Love nest~盲愛~

「映画だなんていつぶりだろう?」

「デートらしい事、何もして無かったしな」

「毎日、お部屋デートしてますよ?」

「あれがデートか?」

「はい、十分に」


砂浜を散歩した私達はショッピングモールにある映画館を訪れた。

カジュアルだけど、クールに着こなしている彼は周りの視線を無条件に奪い去るほどカッコよくて。

歩く姿勢も話す仕草も大人の男の色気があるのか、すれ違う女性らが皆うっとりと見惚れてしまう程に。
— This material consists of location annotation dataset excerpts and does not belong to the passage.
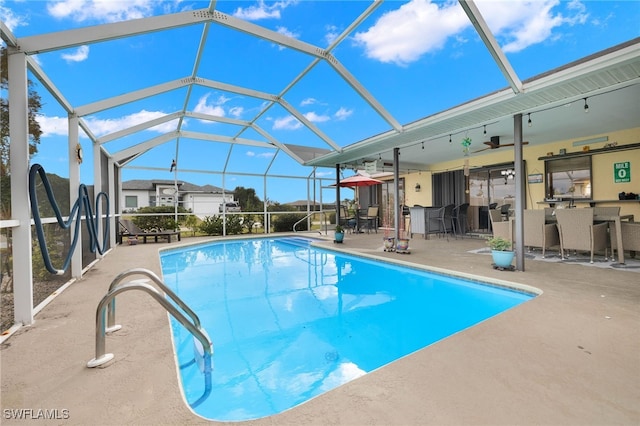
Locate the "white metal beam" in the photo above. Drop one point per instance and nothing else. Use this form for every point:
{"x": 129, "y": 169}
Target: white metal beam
{"x": 138, "y": 127}
{"x": 277, "y": 143}
{"x": 48, "y": 84}
{"x": 236, "y": 89}
{"x": 208, "y": 117}
{"x": 225, "y": 139}
{"x": 97, "y": 33}
{"x": 19, "y": 156}
{"x": 144, "y": 146}
{"x": 491, "y": 43}
{"x": 309, "y": 125}
{"x": 363, "y": 92}
{"x": 258, "y": 31}
{"x": 132, "y": 96}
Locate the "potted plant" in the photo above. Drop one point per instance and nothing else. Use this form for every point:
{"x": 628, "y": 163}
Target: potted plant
{"x": 501, "y": 252}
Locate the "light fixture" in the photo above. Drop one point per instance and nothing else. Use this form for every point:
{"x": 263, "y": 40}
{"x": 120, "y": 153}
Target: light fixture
{"x": 508, "y": 174}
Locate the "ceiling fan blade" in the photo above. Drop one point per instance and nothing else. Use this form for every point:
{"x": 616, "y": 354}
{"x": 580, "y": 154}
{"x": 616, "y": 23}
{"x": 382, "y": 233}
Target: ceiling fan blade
{"x": 511, "y": 144}
{"x": 480, "y": 150}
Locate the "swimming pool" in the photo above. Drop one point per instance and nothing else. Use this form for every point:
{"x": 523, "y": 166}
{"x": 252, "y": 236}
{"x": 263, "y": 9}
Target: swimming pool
{"x": 290, "y": 321}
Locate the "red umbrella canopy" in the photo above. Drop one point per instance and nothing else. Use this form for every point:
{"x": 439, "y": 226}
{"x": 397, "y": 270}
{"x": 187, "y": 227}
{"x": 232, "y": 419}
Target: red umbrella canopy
{"x": 359, "y": 180}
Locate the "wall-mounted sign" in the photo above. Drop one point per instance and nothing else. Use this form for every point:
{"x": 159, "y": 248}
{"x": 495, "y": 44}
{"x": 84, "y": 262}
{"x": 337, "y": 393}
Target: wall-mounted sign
{"x": 622, "y": 172}
{"x": 535, "y": 178}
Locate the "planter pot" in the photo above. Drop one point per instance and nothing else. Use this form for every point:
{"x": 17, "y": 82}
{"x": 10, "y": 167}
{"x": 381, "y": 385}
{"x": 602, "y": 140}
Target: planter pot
{"x": 502, "y": 259}
{"x": 389, "y": 243}
{"x": 403, "y": 244}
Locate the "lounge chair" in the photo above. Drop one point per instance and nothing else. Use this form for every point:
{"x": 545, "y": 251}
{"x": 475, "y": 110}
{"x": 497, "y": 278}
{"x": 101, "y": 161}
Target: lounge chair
{"x": 371, "y": 219}
{"x": 537, "y": 233}
{"x": 630, "y": 237}
{"x": 578, "y": 232}
{"x": 499, "y": 227}
{"x": 130, "y": 231}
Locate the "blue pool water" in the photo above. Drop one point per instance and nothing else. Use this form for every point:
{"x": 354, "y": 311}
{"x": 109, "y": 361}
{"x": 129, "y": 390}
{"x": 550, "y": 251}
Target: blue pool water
{"x": 289, "y": 321}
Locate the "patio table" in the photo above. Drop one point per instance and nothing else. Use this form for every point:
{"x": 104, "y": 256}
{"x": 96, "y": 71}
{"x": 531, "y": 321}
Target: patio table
{"x": 615, "y": 219}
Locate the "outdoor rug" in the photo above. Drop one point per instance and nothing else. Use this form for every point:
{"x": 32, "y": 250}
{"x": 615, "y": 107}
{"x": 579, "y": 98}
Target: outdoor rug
{"x": 599, "y": 261}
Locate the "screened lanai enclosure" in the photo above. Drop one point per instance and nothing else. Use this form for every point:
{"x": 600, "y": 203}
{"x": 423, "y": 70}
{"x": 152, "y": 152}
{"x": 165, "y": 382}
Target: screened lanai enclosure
{"x": 201, "y": 99}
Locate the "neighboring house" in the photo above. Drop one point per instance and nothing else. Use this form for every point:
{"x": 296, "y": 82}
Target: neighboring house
{"x": 201, "y": 200}
{"x": 301, "y": 205}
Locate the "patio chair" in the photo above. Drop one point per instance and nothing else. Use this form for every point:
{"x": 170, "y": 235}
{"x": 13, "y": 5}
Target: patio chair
{"x": 504, "y": 211}
{"x": 459, "y": 217}
{"x": 132, "y": 232}
{"x": 445, "y": 220}
{"x": 346, "y": 221}
{"x": 501, "y": 228}
{"x": 606, "y": 211}
{"x": 371, "y": 218}
{"x": 537, "y": 233}
{"x": 630, "y": 237}
{"x": 578, "y": 232}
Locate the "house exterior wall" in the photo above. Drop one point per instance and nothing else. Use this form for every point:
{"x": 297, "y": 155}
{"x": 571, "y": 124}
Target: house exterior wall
{"x": 204, "y": 204}
{"x": 142, "y": 196}
{"x": 602, "y": 175}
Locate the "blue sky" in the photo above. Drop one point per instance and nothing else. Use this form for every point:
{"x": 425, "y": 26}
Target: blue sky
{"x": 416, "y": 58}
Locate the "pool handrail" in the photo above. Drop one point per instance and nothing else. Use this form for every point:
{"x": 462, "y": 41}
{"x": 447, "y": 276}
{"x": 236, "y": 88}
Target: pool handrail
{"x": 111, "y": 313}
{"x": 193, "y": 327}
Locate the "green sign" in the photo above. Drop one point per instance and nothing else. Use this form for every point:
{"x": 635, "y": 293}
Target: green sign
{"x": 622, "y": 172}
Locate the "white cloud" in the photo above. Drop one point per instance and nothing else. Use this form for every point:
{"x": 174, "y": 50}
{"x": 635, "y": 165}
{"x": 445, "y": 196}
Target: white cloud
{"x": 59, "y": 126}
{"x": 315, "y": 118}
{"x": 332, "y": 34}
{"x": 518, "y": 25}
{"x": 262, "y": 10}
{"x": 101, "y": 10}
{"x": 343, "y": 113}
{"x": 53, "y": 126}
{"x": 79, "y": 55}
{"x": 286, "y": 123}
{"x": 263, "y": 155}
{"x": 10, "y": 19}
{"x": 236, "y": 111}
{"x": 211, "y": 109}
{"x": 403, "y": 35}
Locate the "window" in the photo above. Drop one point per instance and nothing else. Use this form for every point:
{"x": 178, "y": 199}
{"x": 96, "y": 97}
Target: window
{"x": 568, "y": 178}
{"x": 131, "y": 201}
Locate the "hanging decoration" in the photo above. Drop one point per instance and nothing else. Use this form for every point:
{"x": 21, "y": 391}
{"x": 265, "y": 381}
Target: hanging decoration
{"x": 466, "y": 143}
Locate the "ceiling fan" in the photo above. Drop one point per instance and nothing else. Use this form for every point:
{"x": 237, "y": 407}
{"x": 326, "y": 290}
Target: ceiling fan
{"x": 495, "y": 143}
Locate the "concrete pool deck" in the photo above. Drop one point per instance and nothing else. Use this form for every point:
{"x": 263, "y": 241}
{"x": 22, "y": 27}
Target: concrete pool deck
{"x": 568, "y": 357}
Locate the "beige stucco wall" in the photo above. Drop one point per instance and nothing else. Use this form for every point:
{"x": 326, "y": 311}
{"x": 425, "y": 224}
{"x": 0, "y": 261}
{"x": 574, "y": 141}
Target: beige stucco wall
{"x": 603, "y": 185}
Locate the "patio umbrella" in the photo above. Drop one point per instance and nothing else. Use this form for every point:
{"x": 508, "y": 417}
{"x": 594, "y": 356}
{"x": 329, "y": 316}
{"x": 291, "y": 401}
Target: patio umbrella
{"x": 358, "y": 180}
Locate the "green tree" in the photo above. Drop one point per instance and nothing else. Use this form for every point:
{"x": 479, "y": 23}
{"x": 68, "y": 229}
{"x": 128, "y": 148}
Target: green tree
{"x": 249, "y": 202}
{"x": 34, "y": 106}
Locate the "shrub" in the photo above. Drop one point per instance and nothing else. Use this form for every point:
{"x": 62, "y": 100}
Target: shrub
{"x": 285, "y": 222}
{"x": 213, "y": 225}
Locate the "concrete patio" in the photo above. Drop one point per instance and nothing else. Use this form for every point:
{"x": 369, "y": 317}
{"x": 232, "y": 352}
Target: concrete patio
{"x": 570, "y": 356}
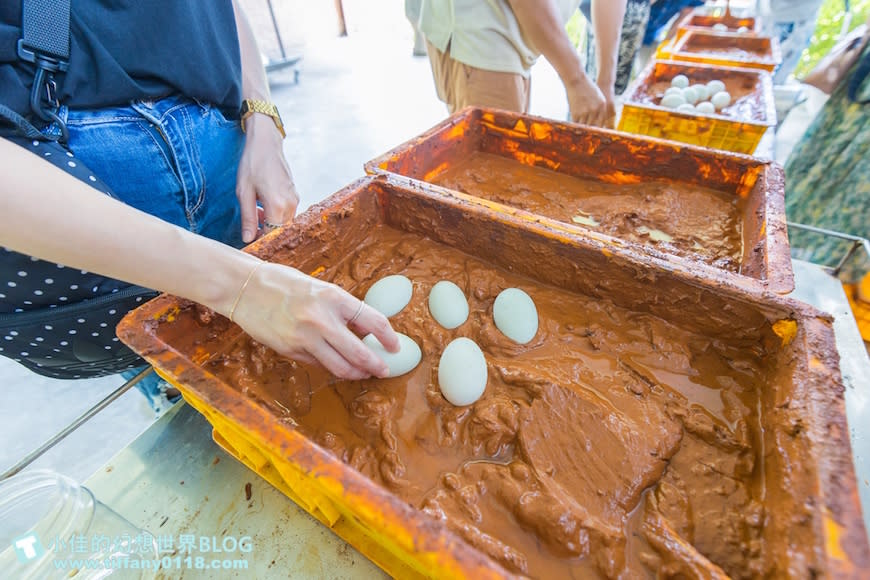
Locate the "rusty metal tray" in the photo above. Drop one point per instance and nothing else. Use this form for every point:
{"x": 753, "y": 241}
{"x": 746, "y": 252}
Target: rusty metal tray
{"x": 800, "y": 441}
{"x": 752, "y": 189}
{"x": 724, "y": 49}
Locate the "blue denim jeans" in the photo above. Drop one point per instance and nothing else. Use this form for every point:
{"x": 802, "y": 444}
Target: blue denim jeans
{"x": 173, "y": 158}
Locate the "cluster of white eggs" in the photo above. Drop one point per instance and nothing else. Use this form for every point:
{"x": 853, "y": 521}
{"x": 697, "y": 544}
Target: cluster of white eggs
{"x": 719, "y": 27}
{"x": 697, "y": 98}
{"x": 462, "y": 373}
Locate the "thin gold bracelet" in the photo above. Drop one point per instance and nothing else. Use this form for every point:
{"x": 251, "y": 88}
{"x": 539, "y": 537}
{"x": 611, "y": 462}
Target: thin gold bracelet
{"x": 242, "y": 289}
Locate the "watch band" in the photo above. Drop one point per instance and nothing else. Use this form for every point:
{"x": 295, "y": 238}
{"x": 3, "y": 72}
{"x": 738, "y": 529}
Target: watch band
{"x": 251, "y": 106}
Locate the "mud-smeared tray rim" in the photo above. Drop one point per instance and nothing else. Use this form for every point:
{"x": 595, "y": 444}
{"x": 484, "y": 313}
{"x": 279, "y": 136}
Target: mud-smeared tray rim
{"x": 779, "y": 276}
{"x": 770, "y": 60}
{"x": 767, "y": 96}
{"x": 839, "y": 512}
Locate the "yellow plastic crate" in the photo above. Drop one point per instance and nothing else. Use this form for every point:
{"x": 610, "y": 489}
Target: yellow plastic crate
{"x": 641, "y": 116}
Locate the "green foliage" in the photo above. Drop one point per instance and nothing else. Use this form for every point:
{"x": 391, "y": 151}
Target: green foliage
{"x": 828, "y": 27}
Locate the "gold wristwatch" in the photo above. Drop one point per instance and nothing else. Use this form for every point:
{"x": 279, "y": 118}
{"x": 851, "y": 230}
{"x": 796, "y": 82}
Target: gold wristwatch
{"x": 251, "y": 106}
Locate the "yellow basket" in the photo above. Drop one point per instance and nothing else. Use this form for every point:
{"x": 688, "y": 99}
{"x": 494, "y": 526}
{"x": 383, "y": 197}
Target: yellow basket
{"x": 640, "y": 116}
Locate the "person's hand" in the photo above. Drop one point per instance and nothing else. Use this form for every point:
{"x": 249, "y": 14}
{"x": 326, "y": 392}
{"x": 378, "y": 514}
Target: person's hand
{"x": 609, "y": 105}
{"x": 264, "y": 176}
{"x": 586, "y": 102}
{"x": 309, "y": 320}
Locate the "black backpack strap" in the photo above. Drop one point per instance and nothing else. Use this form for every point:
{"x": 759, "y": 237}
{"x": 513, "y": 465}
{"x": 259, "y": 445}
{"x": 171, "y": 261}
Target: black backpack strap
{"x": 45, "y": 43}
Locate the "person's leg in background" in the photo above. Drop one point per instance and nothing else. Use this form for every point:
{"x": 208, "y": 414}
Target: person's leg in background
{"x": 460, "y": 85}
{"x": 412, "y": 13}
{"x": 174, "y": 159}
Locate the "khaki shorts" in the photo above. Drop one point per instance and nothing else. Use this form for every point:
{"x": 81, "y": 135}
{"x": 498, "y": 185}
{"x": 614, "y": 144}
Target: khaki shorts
{"x": 460, "y": 85}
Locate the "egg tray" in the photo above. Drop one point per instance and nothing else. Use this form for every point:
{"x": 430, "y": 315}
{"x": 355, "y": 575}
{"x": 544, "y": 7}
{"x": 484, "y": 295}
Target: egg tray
{"x": 611, "y": 157}
{"x": 699, "y": 19}
{"x": 741, "y": 134}
{"x": 819, "y": 525}
{"x": 723, "y": 49}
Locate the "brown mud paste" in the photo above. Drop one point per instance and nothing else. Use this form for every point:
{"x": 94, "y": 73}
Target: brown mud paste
{"x": 614, "y": 444}
{"x": 686, "y": 220}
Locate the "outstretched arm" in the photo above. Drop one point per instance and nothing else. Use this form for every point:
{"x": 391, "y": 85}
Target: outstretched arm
{"x": 263, "y": 171}
{"x": 297, "y": 315}
{"x": 543, "y": 27}
{"x": 607, "y": 17}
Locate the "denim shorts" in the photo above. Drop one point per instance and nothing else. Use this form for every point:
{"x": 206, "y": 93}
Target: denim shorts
{"x": 173, "y": 158}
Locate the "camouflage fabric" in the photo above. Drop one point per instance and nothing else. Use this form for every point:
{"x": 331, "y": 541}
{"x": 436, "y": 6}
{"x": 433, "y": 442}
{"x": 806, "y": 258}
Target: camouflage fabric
{"x": 828, "y": 177}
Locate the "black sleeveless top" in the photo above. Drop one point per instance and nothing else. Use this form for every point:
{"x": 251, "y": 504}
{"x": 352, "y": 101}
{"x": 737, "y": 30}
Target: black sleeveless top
{"x": 123, "y": 50}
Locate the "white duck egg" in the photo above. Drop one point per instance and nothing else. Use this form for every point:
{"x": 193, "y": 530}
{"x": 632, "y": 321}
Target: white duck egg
{"x": 462, "y": 372}
{"x": 390, "y": 294}
{"x": 401, "y": 362}
{"x": 714, "y": 87}
{"x": 701, "y": 91}
{"x": 721, "y": 100}
{"x": 448, "y": 305}
{"x": 681, "y": 81}
{"x": 690, "y": 95}
{"x": 515, "y": 315}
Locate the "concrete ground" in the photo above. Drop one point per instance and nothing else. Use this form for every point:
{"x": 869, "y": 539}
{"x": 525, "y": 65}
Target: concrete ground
{"x": 357, "y": 97}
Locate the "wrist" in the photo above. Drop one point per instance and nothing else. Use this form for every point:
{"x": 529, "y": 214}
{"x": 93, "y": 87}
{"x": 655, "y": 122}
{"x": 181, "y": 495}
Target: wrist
{"x": 255, "y": 112}
{"x": 258, "y": 126}
{"x": 224, "y": 283}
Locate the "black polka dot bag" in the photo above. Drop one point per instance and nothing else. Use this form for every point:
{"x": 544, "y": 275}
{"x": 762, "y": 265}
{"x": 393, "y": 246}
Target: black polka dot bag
{"x": 59, "y": 321}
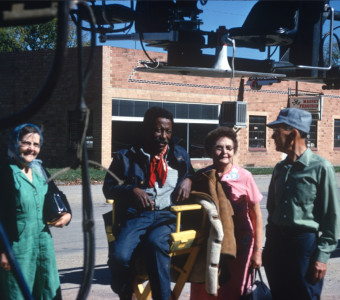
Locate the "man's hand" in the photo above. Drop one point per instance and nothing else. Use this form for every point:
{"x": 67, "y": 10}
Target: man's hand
{"x": 317, "y": 272}
{"x": 4, "y": 262}
{"x": 184, "y": 190}
{"x": 142, "y": 199}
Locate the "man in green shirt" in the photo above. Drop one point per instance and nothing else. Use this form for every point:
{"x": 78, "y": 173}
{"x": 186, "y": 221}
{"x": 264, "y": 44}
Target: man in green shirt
{"x": 303, "y": 212}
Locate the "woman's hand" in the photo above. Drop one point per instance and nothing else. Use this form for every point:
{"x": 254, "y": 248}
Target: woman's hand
{"x": 256, "y": 259}
{"x": 4, "y": 262}
{"x": 62, "y": 221}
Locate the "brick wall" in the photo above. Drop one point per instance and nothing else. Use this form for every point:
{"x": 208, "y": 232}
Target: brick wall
{"x": 127, "y": 84}
{"x": 22, "y": 75}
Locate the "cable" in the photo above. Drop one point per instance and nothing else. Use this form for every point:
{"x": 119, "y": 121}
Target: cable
{"x": 82, "y": 159}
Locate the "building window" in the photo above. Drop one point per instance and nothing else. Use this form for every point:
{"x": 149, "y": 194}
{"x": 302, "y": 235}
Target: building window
{"x": 257, "y": 132}
{"x": 337, "y": 133}
{"x": 313, "y": 135}
{"x": 192, "y": 122}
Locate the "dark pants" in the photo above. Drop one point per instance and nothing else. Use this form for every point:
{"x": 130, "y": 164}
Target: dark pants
{"x": 286, "y": 258}
{"x": 150, "y": 231}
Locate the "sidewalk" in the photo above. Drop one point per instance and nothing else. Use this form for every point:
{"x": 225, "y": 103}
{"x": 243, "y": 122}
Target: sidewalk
{"x": 69, "y": 249}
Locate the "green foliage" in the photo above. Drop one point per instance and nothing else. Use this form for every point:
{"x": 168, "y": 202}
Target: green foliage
{"x": 36, "y": 37}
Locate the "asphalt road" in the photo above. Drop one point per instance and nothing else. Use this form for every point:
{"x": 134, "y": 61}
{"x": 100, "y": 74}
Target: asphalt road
{"x": 69, "y": 249}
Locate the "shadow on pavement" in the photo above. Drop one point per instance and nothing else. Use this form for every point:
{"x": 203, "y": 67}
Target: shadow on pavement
{"x": 74, "y": 275}
{"x": 336, "y": 252}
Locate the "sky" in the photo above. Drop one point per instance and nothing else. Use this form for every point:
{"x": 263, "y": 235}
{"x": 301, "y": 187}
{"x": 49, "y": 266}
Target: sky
{"x": 228, "y": 13}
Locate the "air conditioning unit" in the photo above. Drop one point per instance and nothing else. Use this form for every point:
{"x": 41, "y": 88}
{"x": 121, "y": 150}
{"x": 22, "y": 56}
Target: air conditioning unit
{"x": 233, "y": 114}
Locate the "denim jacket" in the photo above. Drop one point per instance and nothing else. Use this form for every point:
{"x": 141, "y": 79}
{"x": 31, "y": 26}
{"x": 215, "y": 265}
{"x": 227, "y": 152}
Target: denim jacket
{"x": 132, "y": 167}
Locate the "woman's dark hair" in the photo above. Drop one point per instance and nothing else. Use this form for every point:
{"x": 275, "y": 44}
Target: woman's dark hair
{"x": 156, "y": 112}
{"x": 27, "y": 129}
{"x": 218, "y": 133}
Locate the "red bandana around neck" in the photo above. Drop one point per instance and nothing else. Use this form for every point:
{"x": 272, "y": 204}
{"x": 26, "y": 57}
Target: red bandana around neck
{"x": 158, "y": 168}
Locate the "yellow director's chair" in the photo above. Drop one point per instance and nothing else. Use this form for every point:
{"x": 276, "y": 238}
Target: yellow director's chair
{"x": 186, "y": 244}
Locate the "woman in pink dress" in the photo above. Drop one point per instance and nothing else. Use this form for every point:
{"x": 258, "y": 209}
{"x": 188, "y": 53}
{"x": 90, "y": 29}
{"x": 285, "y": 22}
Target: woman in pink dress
{"x": 221, "y": 144}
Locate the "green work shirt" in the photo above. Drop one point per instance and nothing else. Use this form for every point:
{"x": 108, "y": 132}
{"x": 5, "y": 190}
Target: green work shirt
{"x": 31, "y": 239}
{"x": 305, "y": 195}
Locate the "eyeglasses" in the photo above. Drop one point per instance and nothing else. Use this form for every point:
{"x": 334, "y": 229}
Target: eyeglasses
{"x": 26, "y": 144}
{"x": 161, "y": 130}
{"x": 220, "y": 147}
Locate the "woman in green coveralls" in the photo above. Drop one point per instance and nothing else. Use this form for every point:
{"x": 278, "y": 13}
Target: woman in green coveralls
{"x": 23, "y": 190}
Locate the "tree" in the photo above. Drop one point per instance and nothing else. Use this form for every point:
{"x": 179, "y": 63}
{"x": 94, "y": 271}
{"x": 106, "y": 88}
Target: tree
{"x": 35, "y": 37}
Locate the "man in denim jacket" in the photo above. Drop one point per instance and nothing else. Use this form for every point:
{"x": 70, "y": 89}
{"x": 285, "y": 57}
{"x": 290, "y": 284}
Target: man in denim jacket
{"x": 155, "y": 176}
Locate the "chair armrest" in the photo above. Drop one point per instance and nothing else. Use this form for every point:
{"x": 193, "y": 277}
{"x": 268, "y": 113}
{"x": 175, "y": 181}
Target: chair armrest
{"x": 178, "y": 210}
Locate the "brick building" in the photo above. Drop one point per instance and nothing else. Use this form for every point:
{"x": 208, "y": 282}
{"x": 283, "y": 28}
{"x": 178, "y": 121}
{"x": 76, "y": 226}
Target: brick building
{"x": 117, "y": 97}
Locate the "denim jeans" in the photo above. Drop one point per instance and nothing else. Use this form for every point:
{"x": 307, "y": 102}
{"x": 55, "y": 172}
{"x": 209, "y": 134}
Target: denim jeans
{"x": 286, "y": 259}
{"x": 150, "y": 232}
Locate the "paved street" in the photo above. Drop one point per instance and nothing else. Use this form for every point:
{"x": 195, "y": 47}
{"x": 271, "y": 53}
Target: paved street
{"x": 69, "y": 249}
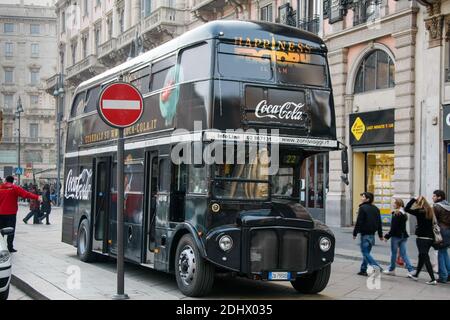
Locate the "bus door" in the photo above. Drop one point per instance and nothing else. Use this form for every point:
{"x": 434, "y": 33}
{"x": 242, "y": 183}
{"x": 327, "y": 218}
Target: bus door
{"x": 152, "y": 187}
{"x": 133, "y": 208}
{"x": 101, "y": 204}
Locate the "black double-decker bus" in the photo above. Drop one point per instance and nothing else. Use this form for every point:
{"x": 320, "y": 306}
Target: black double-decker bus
{"x": 227, "y": 88}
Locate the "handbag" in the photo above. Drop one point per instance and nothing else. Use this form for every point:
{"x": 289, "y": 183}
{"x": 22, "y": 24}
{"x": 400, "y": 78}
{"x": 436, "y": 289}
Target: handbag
{"x": 436, "y": 231}
{"x": 399, "y": 260}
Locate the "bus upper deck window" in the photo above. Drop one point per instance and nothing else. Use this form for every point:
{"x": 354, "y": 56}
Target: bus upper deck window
{"x": 192, "y": 70}
{"x": 78, "y": 105}
{"x": 235, "y": 62}
{"x": 92, "y": 99}
{"x": 163, "y": 73}
{"x": 302, "y": 69}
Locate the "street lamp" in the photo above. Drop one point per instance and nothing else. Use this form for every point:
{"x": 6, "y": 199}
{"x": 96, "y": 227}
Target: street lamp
{"x": 19, "y": 110}
{"x": 59, "y": 93}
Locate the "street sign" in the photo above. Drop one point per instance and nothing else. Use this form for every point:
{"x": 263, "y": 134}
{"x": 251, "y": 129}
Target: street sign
{"x": 120, "y": 105}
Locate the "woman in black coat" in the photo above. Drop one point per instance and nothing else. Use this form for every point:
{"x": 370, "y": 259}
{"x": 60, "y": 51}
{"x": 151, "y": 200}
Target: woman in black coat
{"x": 422, "y": 210}
{"x": 46, "y": 206}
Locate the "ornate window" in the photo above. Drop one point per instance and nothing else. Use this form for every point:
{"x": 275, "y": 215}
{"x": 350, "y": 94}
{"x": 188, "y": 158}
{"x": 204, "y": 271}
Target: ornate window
{"x": 365, "y": 10}
{"x": 375, "y": 72}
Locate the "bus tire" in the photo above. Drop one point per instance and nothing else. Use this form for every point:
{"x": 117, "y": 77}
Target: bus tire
{"x": 314, "y": 282}
{"x": 84, "y": 242}
{"x": 195, "y": 276}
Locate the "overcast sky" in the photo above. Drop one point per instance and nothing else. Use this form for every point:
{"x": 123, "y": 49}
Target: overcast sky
{"x": 35, "y": 2}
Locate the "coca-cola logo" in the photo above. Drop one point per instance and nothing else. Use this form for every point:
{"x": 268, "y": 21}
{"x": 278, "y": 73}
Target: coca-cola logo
{"x": 78, "y": 187}
{"x": 286, "y": 111}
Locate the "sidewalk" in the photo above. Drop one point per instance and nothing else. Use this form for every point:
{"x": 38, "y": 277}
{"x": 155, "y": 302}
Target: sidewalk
{"x": 348, "y": 248}
{"x": 46, "y": 268}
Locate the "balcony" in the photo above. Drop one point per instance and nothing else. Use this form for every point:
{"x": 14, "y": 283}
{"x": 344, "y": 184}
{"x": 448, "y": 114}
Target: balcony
{"x": 163, "y": 21}
{"x": 107, "y": 52}
{"x": 40, "y": 112}
{"x": 9, "y": 112}
{"x": 83, "y": 70}
{"x": 208, "y": 5}
{"x": 51, "y": 83}
{"x": 312, "y": 24}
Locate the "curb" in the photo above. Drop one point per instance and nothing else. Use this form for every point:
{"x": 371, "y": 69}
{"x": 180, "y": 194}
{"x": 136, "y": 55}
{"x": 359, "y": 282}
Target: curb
{"x": 355, "y": 258}
{"x": 25, "y": 287}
完璧なエスコートをしてくれる彼の背中を見つめて、ほんの少しだけ心が痛む。

私の知らないお兄ちゃん()の過去があるのは分かっていても、やっぱり少しだけ嫉妬してしまう。


「えな」


私の視線に気付いたのか、彼が手を差し伸べた。


「どうした、気分でも悪いのか?」

「ううん、大丈夫」

「迷子になるから、掴んでろ」

「子供じゃないんだから、迷子にはならないよ」


私の手を掴んだ彼は、自身の腕に絡ませるように私を引き寄せた。

そして、人目も憚らず私の耳元に甘く痺れるようなバリトンボイスで呟く。


「まだ子供だろ」

「っ……」


彼のいう子供の意味が分かるだけに、カチンと来るも、動揺も隠し切れない。

だって、近いうちにきっと、彼によって子供を卒業するであろうから。

ぷくっと膨れる私をあやすように頭にキスを落とす彼。

周りの女性がキャーッと騒いでるのも気にせず、彼は歩き出した。

私を優しく見つめながら…。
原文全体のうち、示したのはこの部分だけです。